Paragraph 4(b) of the Policy provides a non-exclusive list of factors, any one of which may demonstrate bad faith. Among these factors demonstrating bad faith registration and use is the use of a domain name to intentionally attempt to attract, for commercial gain, Internet users to a website or other online location, by creating a likelihood of confusion with the Complainant’s mark as to the source, sponsorship, affiliation, or endorsement of the website or location or of a product or service on the website or location.

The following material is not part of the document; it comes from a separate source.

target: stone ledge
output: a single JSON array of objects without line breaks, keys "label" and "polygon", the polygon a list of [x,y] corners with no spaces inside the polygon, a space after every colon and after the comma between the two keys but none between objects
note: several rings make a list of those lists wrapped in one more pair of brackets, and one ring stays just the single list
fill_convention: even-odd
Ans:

In the present case, it is inconceivable that the Respondent was unaware of the Complainant and its trademark rights when it registered the Disputed Domain Name. The Disputed Domain Name includes the Complainant’s distinctive and well-known trademark in its entirety. The Panel therefore finds that the Respondent’s awareness of the Complainant’s trademark rights at the time of registration suggests bad faith. (See Red Bull GmbH v. Credit du Léman SA, Jean-Denis Deletraz, WIPO Case No. D2011-2209; Nintendo of America Inc. v. Marco Beijen, Beijen Consulting, Pokemon Fan Clubs Org., and Pokemon Fans Unite, WIPO Case No. D2001-1070; where POKÉMON was held to be a well-known mark of which the use by someone without any connection or legal relationship with the complainant suggested opportunistic bad faith; BellSouth Intellectual Property Corporation v. Serena, Axel, WIPO Case No. D2006-0007, where it was held that the respondent acted in bad faith when registering the disputed domain name, because widespread and long-standing advertising and marketing of goods and services under the trademarks in question, the inclusion of the entire trademark in the domain name, and the similarity of products implied by addition of telecommunications services suffix (“voip”) suggested knowledge of the complainant’s rights in the trademarks).

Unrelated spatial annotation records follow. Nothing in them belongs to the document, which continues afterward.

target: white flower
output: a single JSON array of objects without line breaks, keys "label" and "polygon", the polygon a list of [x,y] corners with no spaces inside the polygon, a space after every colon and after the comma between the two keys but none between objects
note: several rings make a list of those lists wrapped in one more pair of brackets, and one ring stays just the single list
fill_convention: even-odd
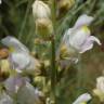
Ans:
[{"label": "white flower", "polygon": [[49,18],[51,15],[51,10],[48,4],[40,0],[36,0],[32,4],[32,14],[35,18]]},{"label": "white flower", "polygon": [[13,104],[13,100],[6,93],[0,93],[0,104]]},{"label": "white flower", "polygon": [[104,101],[104,77],[101,76],[96,78],[96,89],[93,90],[94,94],[100,98],[101,101]]},{"label": "white flower", "polygon": [[86,104],[91,100],[91,95],[89,93],[83,93],[73,103],[73,104]]},{"label": "white flower", "polygon": [[21,73],[23,69],[35,70],[40,65],[39,62],[29,54],[29,50],[16,38],[8,36],[1,40],[10,50],[9,60],[14,69]]},{"label": "white flower", "polygon": [[101,44],[100,40],[91,36],[91,31],[88,26],[93,21],[92,16],[86,14],[78,17],[75,26],[69,28],[62,40],[62,43],[66,46],[67,49],[75,49],[79,53],[83,53],[93,48],[93,42]]}]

The Respondent is not presently using the Disputed Domain Name other than in connection with a parking page provided by the Registrar with pay-per-chick links.

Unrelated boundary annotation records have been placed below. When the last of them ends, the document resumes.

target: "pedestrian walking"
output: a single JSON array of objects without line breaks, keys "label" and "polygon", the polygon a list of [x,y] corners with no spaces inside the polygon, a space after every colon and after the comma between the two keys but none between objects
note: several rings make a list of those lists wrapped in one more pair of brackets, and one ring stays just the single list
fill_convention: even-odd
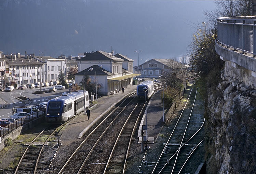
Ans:
[{"label": "pedestrian walking", "polygon": [[87,110],[86,110],[85,113],[87,114],[87,117],[88,117],[88,120],[89,120],[90,119],[90,114],[91,114],[91,111],[89,108],[87,108]]}]

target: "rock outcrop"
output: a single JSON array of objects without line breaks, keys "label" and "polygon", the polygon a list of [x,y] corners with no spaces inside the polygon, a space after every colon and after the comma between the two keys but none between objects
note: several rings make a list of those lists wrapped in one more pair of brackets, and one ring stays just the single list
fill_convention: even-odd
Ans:
[{"label": "rock outcrop", "polygon": [[256,90],[246,85],[223,78],[208,90],[208,174],[256,172]]}]

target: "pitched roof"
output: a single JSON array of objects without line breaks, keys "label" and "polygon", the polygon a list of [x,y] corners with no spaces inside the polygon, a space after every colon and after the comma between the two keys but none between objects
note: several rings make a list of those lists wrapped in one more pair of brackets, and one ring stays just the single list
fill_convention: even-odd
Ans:
[{"label": "pitched roof", "polygon": [[87,60],[109,60],[123,61],[123,60],[120,58],[113,56],[111,53],[107,53],[105,51],[97,51],[86,57],[81,58],[78,60],[78,61]]},{"label": "pitched roof", "polygon": [[130,58],[129,57],[127,57],[125,56],[124,56],[123,55],[122,55],[121,54],[119,54],[119,53],[116,54],[114,55],[114,56],[115,56],[117,57],[118,57],[119,58],[121,58],[124,60],[128,60],[129,61],[134,61],[131,58]]},{"label": "pitched roof", "polygon": [[[89,70],[91,68],[93,68],[93,70],[91,71],[90,71]],[[75,75],[95,75],[95,71],[96,70],[97,70],[96,75],[110,75],[113,74],[113,73],[108,71],[104,68],[99,68],[99,66],[98,65],[94,65],[92,66],[91,66],[83,70],[83,71],[78,72]]]}]

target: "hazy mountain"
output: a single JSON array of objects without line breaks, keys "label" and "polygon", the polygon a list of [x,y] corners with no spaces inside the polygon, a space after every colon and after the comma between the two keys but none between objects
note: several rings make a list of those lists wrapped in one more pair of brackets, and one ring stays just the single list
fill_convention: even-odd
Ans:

In the present case, the Panel is of the opinion that the Complainant’s BOEHRINGER INGELHEIM trademark is distinctive and widely used, which makes it difficult to conceive any plausible legitimate future use of the Disputed Domain Name by the Respondent. Website content targeting the Complainant’s mark, e.g., through links to the Complainant and/or its competitors, may indicate that the Respondent’s intent in registering the Disputed Domain Name was in fact to profit in some fashion from, or otherwise exploit, the Complainant’s trademark (see section 3.1.1 of the WIPO Overview 3.0).

While the intention to earn click-through-revenue is not in itself illegitimate, the Panel finds that the use of the Disputed Domain Name that is identical to the Complainant’s trademark to obtain click-through-revenue constitutes bad faith use (see Mpire Corporation v. Michael Frey, WIPO Case No. D2009-0258; L’Oréal, Biotherm, Lancôme Parfums et Beauté & Cie v. Unasi, Inc, WIPO Case No. D2005-0623). The fact that the pay-per-click (“PPC”) links are automatically generated by a third party, namely the Registrar, cannot discharge the Respondent of any responsibility for the content appearing on the website connected to the Disputed Domain Name under its control (see section 3.5 of the WIPO Overview 3.0).

The Panel finds that by using the Disputed Domain Name incorporating the Complainant’s trademark in connection with a website containing sponsored links to products and services relating to the Complainant, its competitors and pharmaceutical products and services, the Respondent has intentionally attempted to attract Internet users to its website for commercial gain by creating a likelihood of confusion with the Complainant’s trademark.

Therefore, the Panel finds that, on the balance of probabilities, it is sufficiently shown that the Disputed Domain Name was registered and is being used in bad faith. In light of the above, the Complainant also succeeds on the third and last element of the Policy.

7. Decision

For the foregoing reasons, in accordance with paragraphs 4(i) of the Policy and 15 of the Rules, the Panel orders that the Disputed Domain Name <boehringer-ingelheim.life> be transferred to the Complainant.